Installation view Fabio Barile – Works for a Cosmic Feeling, 2021. Courtesy of the artist and Matèria, Roma. Photo Roberto Apa
Tra gli archi e i pilastri di Matèria, aloni di luce conducono lo sguardo nel buio assoluto, lungo una gradazione di grigi sordi e via via più chiari, fino al bianco accecante. Se nei primi secondi di percezione la misura dello spazio pertiene alle capacità dell’abitudine, decentrarsi tra i diversi punti di vista della mostra fotografica di Fabio Barile manifesta il carattere illusorio di qualsiasi percorso lineare e progressivo.
Nell’allestimento di Alessandro Dandini De Sylva, i duecentoventinove scatti in bianco e nero, proiettati su cinque pannelli, si susseguono a ritmo lento e scoordinato, mentre i fasci di luce intercettano le ombre dei visitatori. In questo dialogo disorganico e potenzialmente infinito, ogni pausa corrisponde a una fotografia: una sospensione che dissipa i confini spazio temporali dell’ordinario.
Works for a cosmic feeling mette in scena un archivio di esistenze che si trasforma in un multiverso in perenne espansione. Paesaggi sconfinati e infinitesimali, isolati e ingranditi o colti parzialmente da un obiettivo laterale, sono frammenti di mondi micro e macroscopici, generati da uno scontro esplosivo dell’artista con la realtà che ne ha frastagliato i contorni. Sono piccole visioni che racchiudono in sé tutto, tentativi sospesi di penetrarne la complessità.
L’obiettivo fotografico dell’artista si fa microscopico a telescopico, mentre la regia visionaria del curatore realizza nello spazio della galleria il processo di un montaggio cinematografico casuale e a più canali. Insieme muovono senza meta il punto di vista dell’osservatore, lasciando che si soffermi sulle impercettibili differenze che esistono tra macro e microcosmo, sui dettagli interstiziali in cui si condensa e si spalanca ciò che la percezione ordinaria non comprende. La mostra si dispiega in un ritmo definito, in un eterno andare e venire dello sguardo che alterna il tempo dilatato dell’attesa tra uno scatto e l’altro e quello istantaneo degli incontri imprevisti tra le immagini.
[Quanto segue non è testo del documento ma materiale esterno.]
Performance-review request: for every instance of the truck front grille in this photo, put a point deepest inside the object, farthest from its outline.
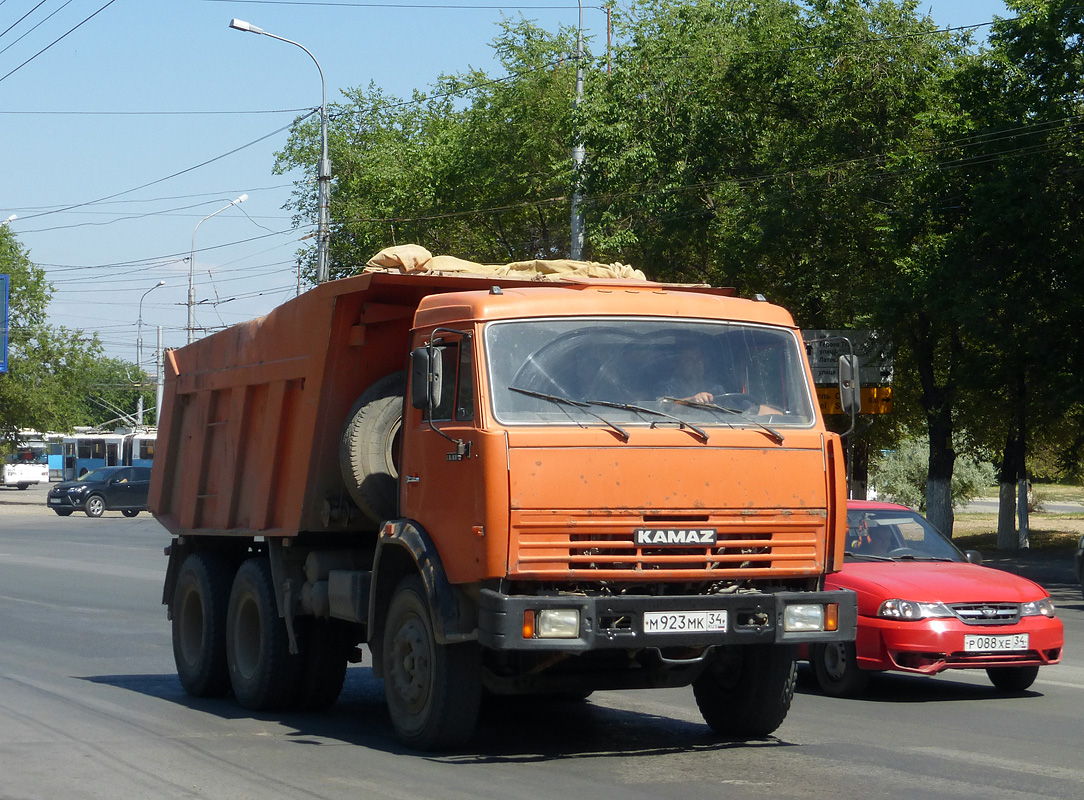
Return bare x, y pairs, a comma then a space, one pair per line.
762, 543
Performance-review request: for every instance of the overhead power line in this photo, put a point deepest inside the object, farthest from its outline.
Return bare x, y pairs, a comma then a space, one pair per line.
54, 41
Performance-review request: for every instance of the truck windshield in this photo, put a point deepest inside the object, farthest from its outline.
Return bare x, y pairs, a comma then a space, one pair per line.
700, 372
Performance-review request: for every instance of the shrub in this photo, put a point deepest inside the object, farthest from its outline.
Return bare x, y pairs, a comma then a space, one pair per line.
900, 475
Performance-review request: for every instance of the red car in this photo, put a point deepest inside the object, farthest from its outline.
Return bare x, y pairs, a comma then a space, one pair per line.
924, 607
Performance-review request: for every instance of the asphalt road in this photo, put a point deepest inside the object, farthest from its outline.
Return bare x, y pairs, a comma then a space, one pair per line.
90, 707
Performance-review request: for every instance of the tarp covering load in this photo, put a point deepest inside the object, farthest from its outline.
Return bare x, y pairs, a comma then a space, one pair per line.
416, 259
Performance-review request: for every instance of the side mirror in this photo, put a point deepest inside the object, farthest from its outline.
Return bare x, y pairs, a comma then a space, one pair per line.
426, 378
850, 390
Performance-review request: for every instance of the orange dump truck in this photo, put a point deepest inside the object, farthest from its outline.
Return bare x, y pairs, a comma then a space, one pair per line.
503, 486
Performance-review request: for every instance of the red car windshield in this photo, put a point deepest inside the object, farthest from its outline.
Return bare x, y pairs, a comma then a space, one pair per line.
895, 533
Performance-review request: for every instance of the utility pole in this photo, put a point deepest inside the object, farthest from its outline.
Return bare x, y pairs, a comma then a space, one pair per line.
577, 221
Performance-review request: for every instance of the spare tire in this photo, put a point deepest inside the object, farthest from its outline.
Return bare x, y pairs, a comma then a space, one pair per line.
369, 450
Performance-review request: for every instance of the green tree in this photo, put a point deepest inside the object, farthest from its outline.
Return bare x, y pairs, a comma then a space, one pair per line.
792, 149
478, 167
1021, 269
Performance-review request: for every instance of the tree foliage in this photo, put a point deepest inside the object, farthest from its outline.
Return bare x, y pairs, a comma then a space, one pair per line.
53, 373
844, 157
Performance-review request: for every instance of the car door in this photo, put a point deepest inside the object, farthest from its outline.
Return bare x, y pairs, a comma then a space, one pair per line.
117, 490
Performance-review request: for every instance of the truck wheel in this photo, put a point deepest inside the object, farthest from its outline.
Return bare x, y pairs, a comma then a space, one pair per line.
747, 693
434, 692
1012, 679
324, 645
94, 506
201, 597
369, 450
836, 667
262, 672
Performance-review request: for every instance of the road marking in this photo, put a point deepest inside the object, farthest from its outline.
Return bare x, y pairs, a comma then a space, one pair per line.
74, 566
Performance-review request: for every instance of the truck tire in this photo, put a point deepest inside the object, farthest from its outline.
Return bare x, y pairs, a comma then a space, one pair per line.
263, 674
434, 691
94, 506
369, 450
325, 645
747, 693
201, 597
836, 667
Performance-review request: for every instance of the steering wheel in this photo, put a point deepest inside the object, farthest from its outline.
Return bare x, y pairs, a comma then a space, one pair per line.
735, 400
900, 552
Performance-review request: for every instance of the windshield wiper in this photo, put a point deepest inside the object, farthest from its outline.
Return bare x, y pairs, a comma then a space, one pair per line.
776, 436
867, 555
576, 404
640, 409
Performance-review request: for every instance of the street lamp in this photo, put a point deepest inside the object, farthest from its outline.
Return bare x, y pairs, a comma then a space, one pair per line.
578, 152
192, 267
139, 348
324, 170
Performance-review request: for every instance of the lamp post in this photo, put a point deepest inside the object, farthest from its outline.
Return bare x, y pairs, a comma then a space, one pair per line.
324, 168
139, 325
192, 267
139, 347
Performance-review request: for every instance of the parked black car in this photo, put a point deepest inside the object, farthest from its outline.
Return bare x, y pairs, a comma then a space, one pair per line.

Ciascun frammento fotografico è un monumento che conserva in sé la memoria del sistema di partenza, divenendo al contempo una forma autogenerativa, capace di proliferare in organismi sempre nuovi. Apparenze in luoghi e tempi passati, ininterrottamente ri-prodotte qui e ora, esprimono le “emergenze significanti” di cui parlava Aby Warburg: rivelazioni parziali di un senso perennemente rinnovato.
Il processo che attraversa l’archivio di Barile è quello che Walter Benjamin definirebbe “telescopage del passato nel presente”: le sintassi interne delle immagini vengono esplicitate e assimilate in incontri che creano continui cortocircuiti sovversivi, capaci di trasfigurare lo spazio espositivo e percettivo. Emerge un sistema di relazioni e tensioni formali comune alle immagini archiviali, una sorta di “pensiero figurale” – per dirlo con le parole di Francesco Zucconi – che ne garantisce la costante riattivazione.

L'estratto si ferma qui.